Tighten reconcile diffs against timestamp churn on live re-crawls

task-reconcile-timestamp-churn

task confidence asserted status review 2026-06-16 owner extraction-engineer
source board-curator (knowledge-architect) — from 0028-compounding-reconcile-merge open follow-ups (routed to extraction-engineer)

Tighten reconcile diffs against timestamp churn

The compounding merge — the per-tenant learning loop accumulates by id + confidence instead of overwriting (okf reconcile() + opt-in reconcile in extraction/runtime) made the loop compound by id + confidence instead of overwriting — and recorded an honest open follow-up, routed to Knowledge-Extraction & GraphRAG Engineer: timestamp derives from provenance.retrievedAt (in validate.ts). The reconcile fixtures use a fixed retrievedAt, so re-runs read unchanged; but a connector that stamps a fresh fetch time per crawl (like the HttpConnector) would bump every atom's timestamp on re-crawl → a noisy wall of updated diffs even when nothing actually changed.
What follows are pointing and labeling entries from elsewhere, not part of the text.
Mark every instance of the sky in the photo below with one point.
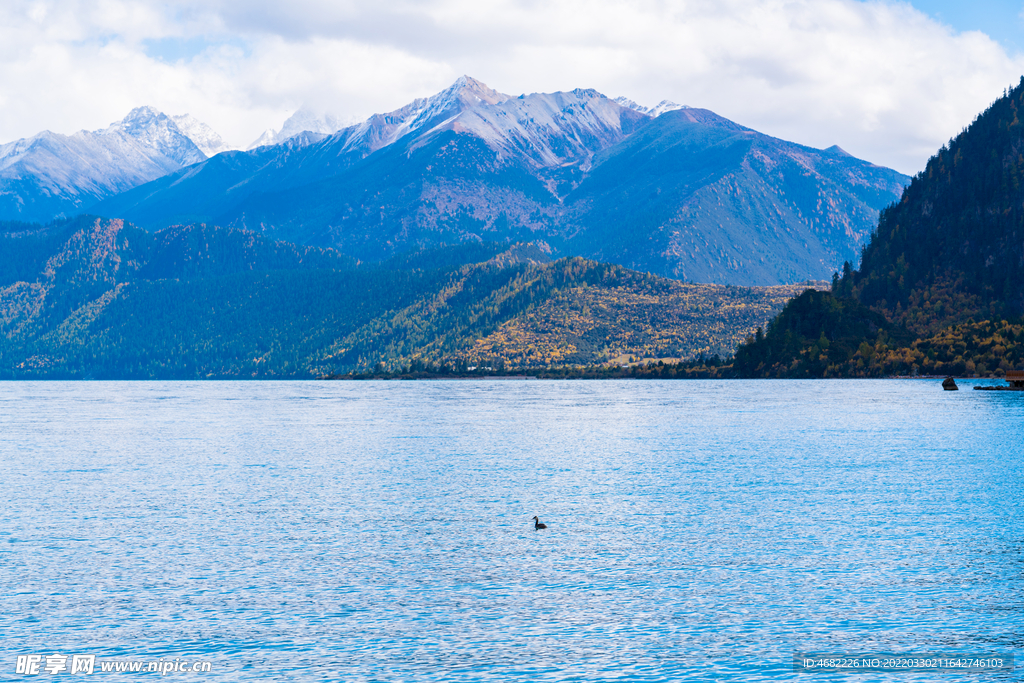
(887, 81)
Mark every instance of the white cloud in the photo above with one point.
(880, 79)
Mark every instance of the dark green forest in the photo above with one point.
(940, 288)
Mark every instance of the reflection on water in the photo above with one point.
(382, 531)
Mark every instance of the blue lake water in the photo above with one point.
(382, 530)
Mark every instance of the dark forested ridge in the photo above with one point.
(95, 298)
(940, 289)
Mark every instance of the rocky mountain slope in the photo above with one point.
(686, 194)
(941, 286)
(50, 175)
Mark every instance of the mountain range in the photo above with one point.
(98, 298)
(51, 175)
(940, 289)
(675, 190)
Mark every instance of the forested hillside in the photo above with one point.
(940, 289)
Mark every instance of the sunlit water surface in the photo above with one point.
(382, 530)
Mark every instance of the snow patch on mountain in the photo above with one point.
(653, 112)
(549, 129)
(381, 130)
(65, 173)
(206, 138)
(302, 121)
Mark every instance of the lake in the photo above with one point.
(383, 530)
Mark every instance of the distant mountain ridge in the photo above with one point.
(94, 298)
(50, 174)
(686, 194)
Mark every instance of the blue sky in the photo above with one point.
(887, 80)
(999, 19)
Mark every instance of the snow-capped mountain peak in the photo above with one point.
(206, 138)
(51, 174)
(304, 120)
(654, 112)
(156, 130)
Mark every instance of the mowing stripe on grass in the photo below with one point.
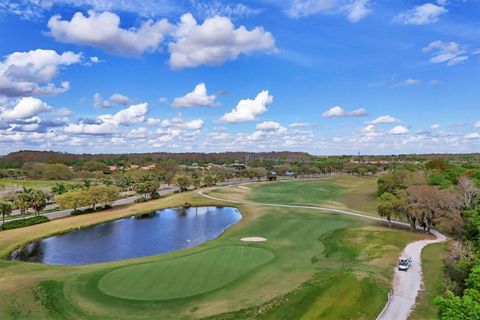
(186, 276)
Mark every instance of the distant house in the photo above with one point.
(239, 166)
(148, 168)
(272, 176)
(290, 173)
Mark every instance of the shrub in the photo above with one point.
(24, 222)
(90, 210)
(141, 200)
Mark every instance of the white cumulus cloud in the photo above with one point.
(338, 111)
(102, 30)
(270, 126)
(214, 42)
(31, 73)
(407, 83)
(115, 99)
(424, 14)
(197, 98)
(472, 136)
(25, 108)
(248, 109)
(384, 119)
(399, 130)
(108, 124)
(446, 52)
(355, 10)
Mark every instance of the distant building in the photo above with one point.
(148, 168)
(290, 173)
(239, 166)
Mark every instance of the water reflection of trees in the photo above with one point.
(34, 252)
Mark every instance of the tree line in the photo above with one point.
(444, 196)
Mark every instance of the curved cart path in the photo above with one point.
(405, 284)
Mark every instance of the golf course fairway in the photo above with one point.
(186, 276)
(313, 265)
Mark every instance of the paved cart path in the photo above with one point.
(405, 284)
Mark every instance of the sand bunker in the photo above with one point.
(253, 239)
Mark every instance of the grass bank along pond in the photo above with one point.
(161, 231)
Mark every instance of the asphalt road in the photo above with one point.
(65, 213)
(405, 285)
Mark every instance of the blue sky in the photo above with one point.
(322, 76)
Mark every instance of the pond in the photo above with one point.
(159, 232)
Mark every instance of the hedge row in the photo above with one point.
(24, 222)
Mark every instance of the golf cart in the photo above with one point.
(403, 264)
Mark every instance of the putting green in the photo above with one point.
(186, 276)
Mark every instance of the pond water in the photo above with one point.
(159, 232)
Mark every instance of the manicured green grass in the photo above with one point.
(36, 184)
(340, 192)
(185, 276)
(433, 277)
(313, 265)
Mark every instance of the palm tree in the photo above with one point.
(23, 199)
(59, 188)
(128, 182)
(5, 209)
(87, 183)
(107, 182)
(38, 201)
(146, 177)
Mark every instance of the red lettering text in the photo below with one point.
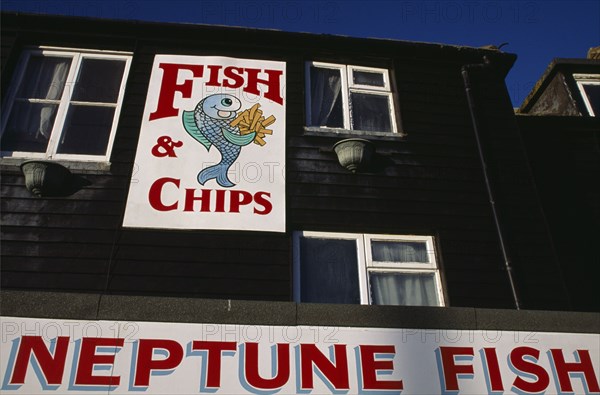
(52, 366)
(155, 194)
(451, 370)
(370, 366)
(169, 86)
(146, 364)
(251, 367)
(213, 365)
(336, 373)
(88, 358)
(518, 361)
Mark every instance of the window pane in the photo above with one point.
(370, 112)
(99, 80)
(86, 130)
(329, 271)
(326, 98)
(403, 289)
(29, 127)
(368, 78)
(402, 251)
(592, 91)
(44, 78)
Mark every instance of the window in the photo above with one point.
(589, 86)
(366, 269)
(349, 97)
(64, 105)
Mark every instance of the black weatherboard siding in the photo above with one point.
(426, 180)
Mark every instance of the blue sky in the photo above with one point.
(537, 31)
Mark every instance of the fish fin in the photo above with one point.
(189, 123)
(218, 172)
(237, 139)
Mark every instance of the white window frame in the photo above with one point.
(349, 86)
(77, 55)
(587, 79)
(365, 260)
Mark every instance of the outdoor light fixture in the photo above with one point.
(354, 154)
(43, 178)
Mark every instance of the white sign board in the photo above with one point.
(211, 151)
(99, 357)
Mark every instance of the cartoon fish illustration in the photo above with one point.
(209, 124)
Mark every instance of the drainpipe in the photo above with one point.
(472, 109)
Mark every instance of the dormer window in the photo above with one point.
(64, 104)
(349, 97)
(589, 87)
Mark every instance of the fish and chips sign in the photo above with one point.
(211, 153)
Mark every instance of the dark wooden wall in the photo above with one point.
(564, 153)
(428, 182)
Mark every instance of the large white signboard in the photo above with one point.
(211, 152)
(99, 357)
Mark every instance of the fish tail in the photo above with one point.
(218, 172)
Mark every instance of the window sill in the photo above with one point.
(346, 133)
(87, 167)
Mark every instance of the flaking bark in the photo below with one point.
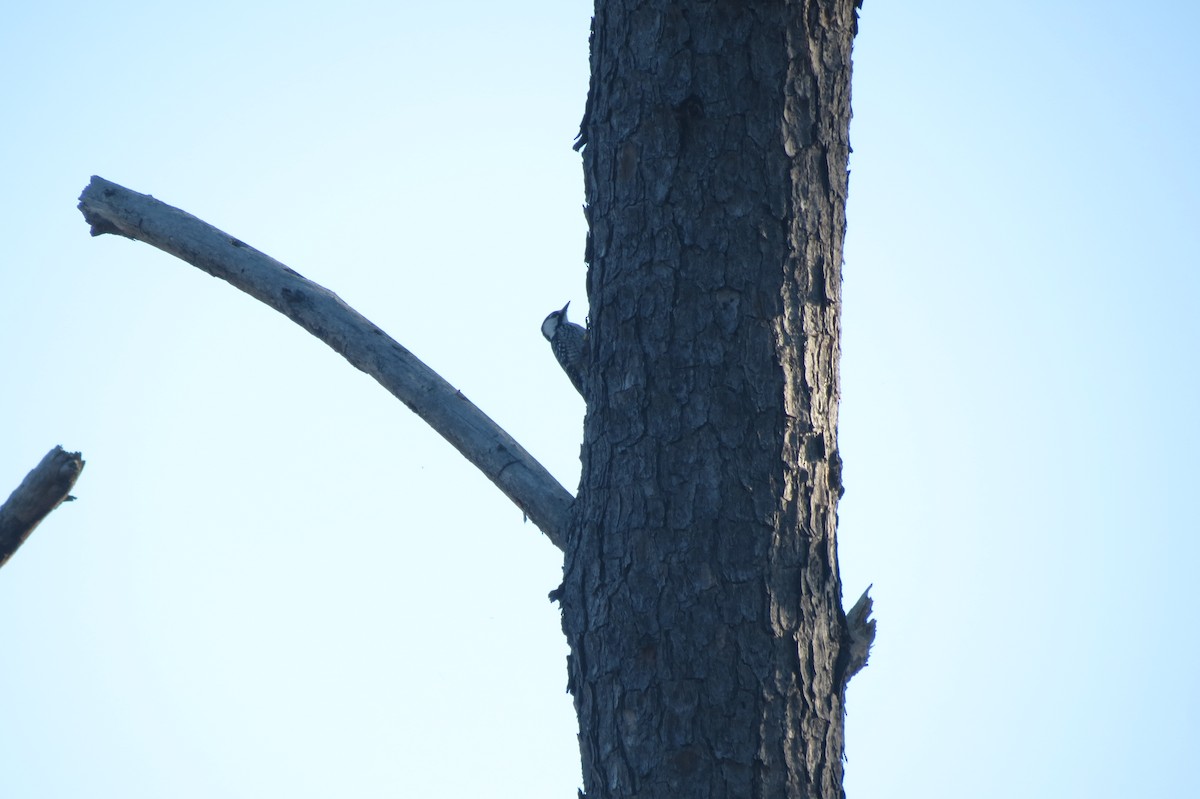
(702, 599)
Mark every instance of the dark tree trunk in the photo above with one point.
(701, 599)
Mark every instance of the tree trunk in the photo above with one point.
(701, 596)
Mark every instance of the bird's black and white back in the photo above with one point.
(568, 341)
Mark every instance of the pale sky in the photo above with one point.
(279, 582)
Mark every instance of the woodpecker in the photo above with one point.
(569, 343)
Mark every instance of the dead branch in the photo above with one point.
(109, 208)
(42, 490)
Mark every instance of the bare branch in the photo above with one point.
(862, 634)
(42, 490)
(109, 208)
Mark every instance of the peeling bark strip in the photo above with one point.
(42, 490)
(702, 599)
(109, 208)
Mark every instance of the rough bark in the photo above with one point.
(701, 599)
(42, 490)
(109, 208)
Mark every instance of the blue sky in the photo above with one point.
(279, 582)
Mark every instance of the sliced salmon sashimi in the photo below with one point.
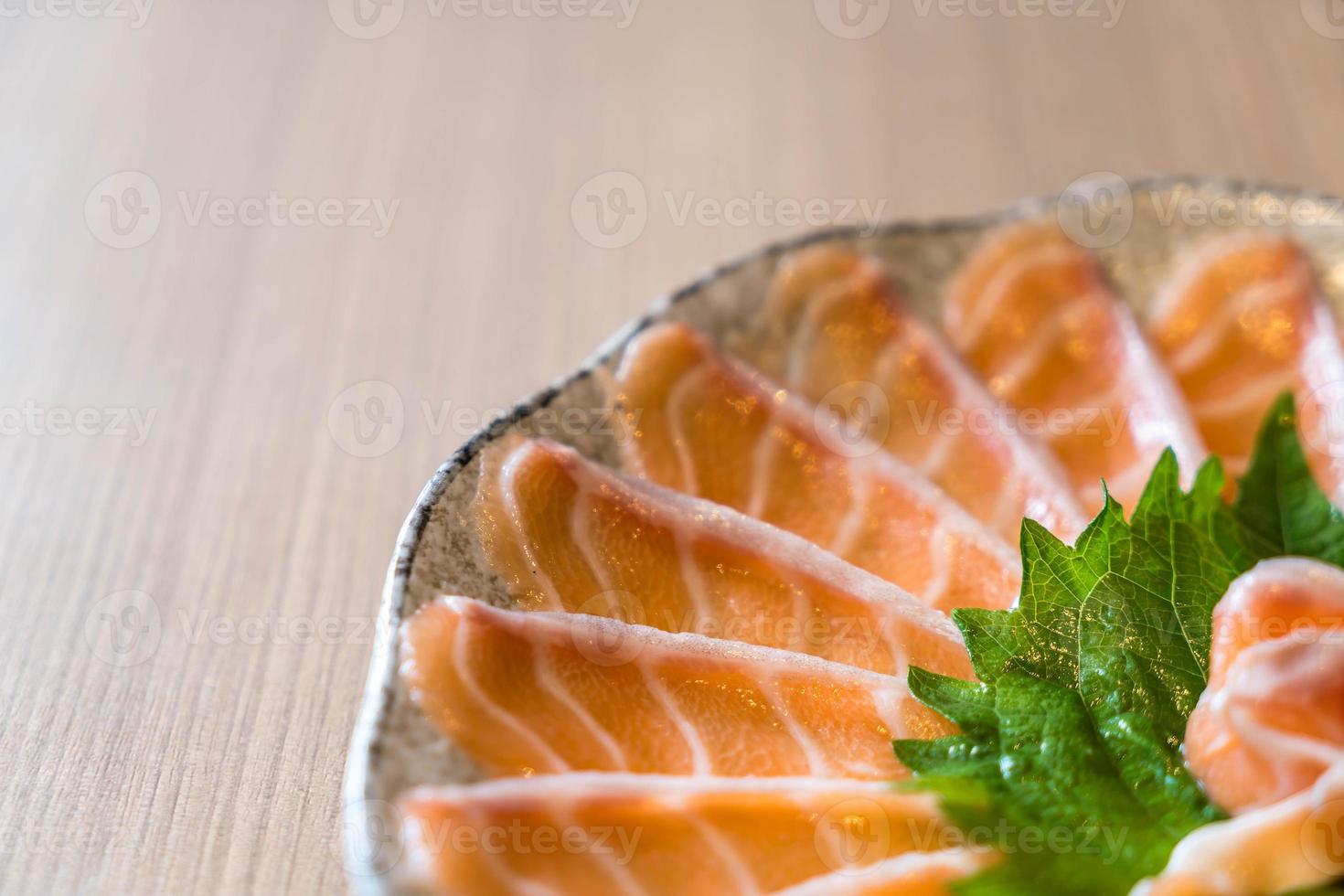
(1266, 739)
(837, 331)
(549, 692)
(1272, 719)
(909, 875)
(566, 534)
(655, 835)
(712, 427)
(1240, 323)
(1032, 314)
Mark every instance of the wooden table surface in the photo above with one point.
(197, 513)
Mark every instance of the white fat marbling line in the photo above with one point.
(1247, 398)
(886, 876)
(543, 669)
(515, 518)
(763, 667)
(677, 398)
(1212, 331)
(492, 709)
(971, 328)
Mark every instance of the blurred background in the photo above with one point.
(265, 265)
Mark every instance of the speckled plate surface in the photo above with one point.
(437, 552)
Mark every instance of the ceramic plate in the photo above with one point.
(1136, 229)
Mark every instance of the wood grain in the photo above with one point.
(212, 764)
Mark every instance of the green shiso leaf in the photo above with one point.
(1069, 759)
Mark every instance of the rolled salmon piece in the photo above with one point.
(839, 335)
(1272, 719)
(709, 426)
(1266, 739)
(566, 534)
(1032, 314)
(527, 693)
(1240, 323)
(592, 833)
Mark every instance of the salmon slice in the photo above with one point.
(1272, 719)
(717, 429)
(1240, 323)
(571, 535)
(907, 875)
(1032, 314)
(844, 338)
(656, 835)
(548, 692)
(1286, 847)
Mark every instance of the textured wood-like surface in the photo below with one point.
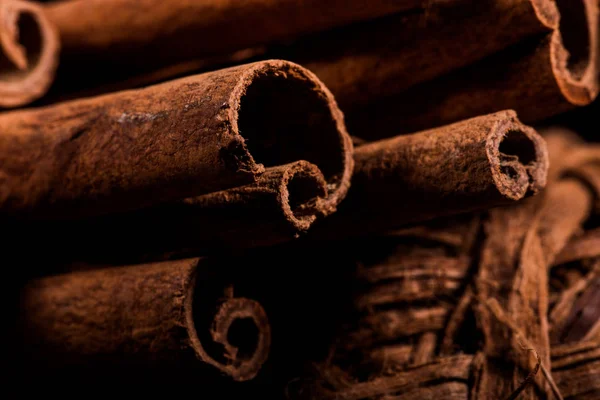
(29, 50)
(186, 137)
This is not a curation gap (the curation guard from DEC-0028 holds) — it is a tight-diff refinement: the compounding loop should produce a git diff that reflects what actually changed, not the clock.

In review (handoff gate)

This atom sits at review — the work is proposed and awaiting the approval gate. The merge policy half (confidence precedence, whether orphaned is a first-class lifecycle signal) is the Principal Knowledge-Format Architect's call and is tracked separately; this task is the mechanism half. Approve → done.

Options

  • Compare candidates modulo volatile provenance (exclude retrievedAt-derived timestamp from the change check), or
  • Carry the prior timestamp forward when content is byte-identical after canonical serialize. Either keeps real changes detectable while killing the clock-only churn.